Search code examples
linuxdockergocgroups

The task is removed from cgroup after the exit


Here is my test code. I want to write current PID to the tasks file:

package subsystems

import (
  "io/ioutil"
  "os"
  "path"
  "strconv"
  "testing"
)

func TestSubsystems(t *testing.T) {
  p := "/sys/fs/cgroup/memory/test1"
  f := "tasks"

  err := os.MkdirAll(p, 0644)

  if err != nil {
    t.Log(err.Error())
  }

  pid := os.Getpid()

  if err := ioutil.WriteFile(path.Join(p, f), []byte(strconv.Itoa(pid)), 0644); err != nil {
    t.Failed()
  }
}

But when the program exits with code 0, I cannot see anything in tasks:

root@ubuntu:/sys/fs/cgroup/memory/test1# cat tasks
root@ubuntu:/sys/fs/cgroup/memory/test1# cat tasks
root@ubuntu:/sys/fs/cgroup/memory/test1# 

How to solve this problem?


Solution

  • What you've described is not a problem at all — it is a correct behavior:

    • you create an empty cgroup;
    • you add a task to it;
    • the task runs in the cgroup for a while;
    • the task exits;
    • the task gets removed from the cgroup due to the previous item;
    • the cgroup is empty again;
    • you observe the list of cgroup members and see nothing.

    Why this is a correct behavior? Well, the most trivial answer is that there are no reasons for keeping non-existent PID in the list of cgroup members.
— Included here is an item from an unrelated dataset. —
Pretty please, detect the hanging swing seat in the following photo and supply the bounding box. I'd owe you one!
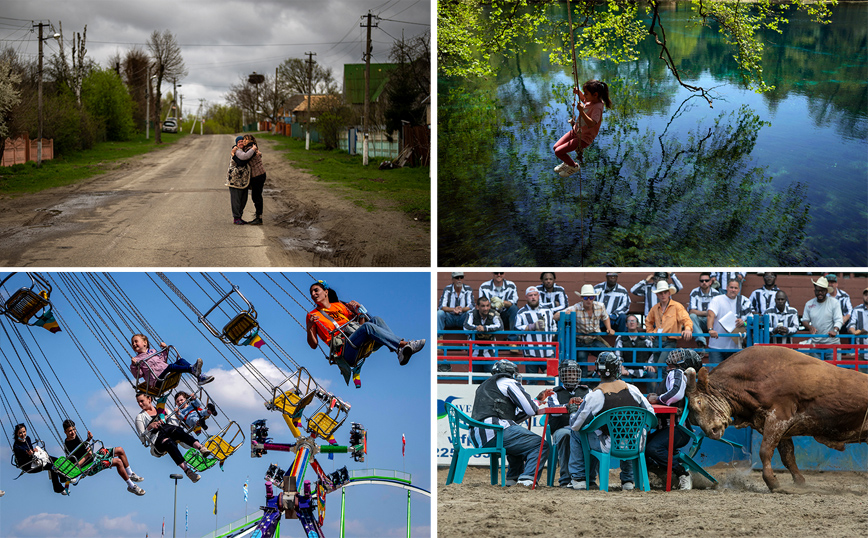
[199,286,259,346]
[0,273,51,325]
[265,367,317,418]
On the other hand, there are numerous reasons for not doing this.

    PIDs reuse is one of these reasons which comes to mind first: if some PID does not get removed from the cgroup after the death or the graceful shutdown of the task, any other task which will later reuse this PID (assuming that the cgroup is still alive) will be a member of this group, which, obviously, is not a desired behavior, especially when we speak about containers (e.g. such a behavior may be a reason of privileges gain if we speak about the devices cgroup).

    As I previously mentioned in the comments, I can't find an explicit description of this behavior in the documentation — probably that's because it feels to be too obvious, but the source code is self-explanatory: the exit(2) system call executes cgroup_exit() under the hood, and this function moves the task out of its cgroups.